## Python syntax for R users
   1. List manipulation
   2. 0-based indexing
   3. Control flow syntax and indentation
   4. for and if
   5. range()
   6. String manipulation and formatting
   7. Dot notation
   8. Python specific data types (tuples, sets, dictionaries)
   9. Functions, lambdas, sorting and filtering


## Python lists and loops

**Problem** Given a list of animal names, access and print the first, third, and last elements, and then print a sub-list containing the second to fourth elements.

In [None]:
# List of animal names
animals = ["cat", "dog", "elephant", "giraffe", "lion", "monkey", "penguin", "zebra"]
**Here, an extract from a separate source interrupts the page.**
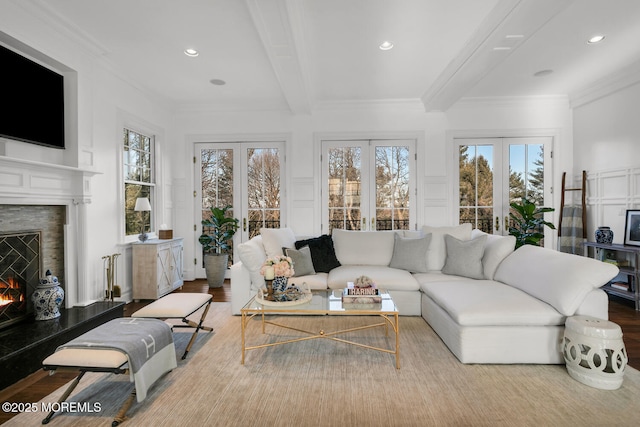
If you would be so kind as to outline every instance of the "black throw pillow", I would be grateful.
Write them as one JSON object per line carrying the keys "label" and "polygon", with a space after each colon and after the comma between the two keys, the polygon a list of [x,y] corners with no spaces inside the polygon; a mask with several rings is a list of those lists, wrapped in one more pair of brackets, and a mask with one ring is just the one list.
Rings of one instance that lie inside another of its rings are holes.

# Access and print the first elements and last element
first_animal = animals[0]  # 0-indexing
last_animal = animals[-1]  # negative indexing

# Slice and print a sub-list containing the second to fourth elements
second_to_fourth_animals = animals[1:4]  # Slicing

# Slice and print a sub-list containing the last three elements
last_three_animals = animals[-3:]  # Slicing

# List are mutable, so we can change the value of an element
animals[0] = "tiger"
print(animals)

# List can contain any types
# Same to R, list can contain different types
animals[0] = 1
print(animals)

# Concatenate other list to the end of the list
canadian_animals = ["beaver", "moose"]
# animals = animals + canadian_animals
# animals += canadian_animals
# animals.extend(canadian_animals)
print(animals)

**Problem**: Given a list of random integer values between, describe the list (count, min, max values), count the occurrences of even and odd numbers, and store the counts in separate variables.

In [None]:
# List of random integer values
random_numbers = [23, 17, 41, 6, 33, 45, 2, 19, 39, 12, 27, 22, 30, 4, 10, 40, 48, 36, 7, 1]

# Let's describe the list
print(len(random_numbers))
print(max(random_numbers))
print(min(random_numbers))

In [None]:
# Initialize variables to store counts of even and odd numbers
even_count = 0
odd_count = 0

# Iterate through the list using a for loop
for i in range(len(random_numbers)):
    # Check if the number is even or odd using Logical operator ( ==, !=, >, <, >=, <=, and, or, not)
    if random_numbers[i] % 2 == 0:
        even_count += 1
    else:
        odd_count += 1

# # Iterate through the list using a for loop
# for number in random_numbers: 
#     # Check if the number is even or odd
#     if number % 2 == 0:
#         even_count += 1
#     else:
#         odd_count += 1

## Logical operator R vs Python
* 🔵 R: `&`, `|`, `!`
* 🐍 Python: `and`, `or`, `not`

```python
# Python
True and False # False
1 == 1 and 3 % 2 == 1 # True
```

`and` and `or` are short-circuit operators. This means that the second operand is evaluated only if needed. This is the same behavior as in R with `&&` and `||`.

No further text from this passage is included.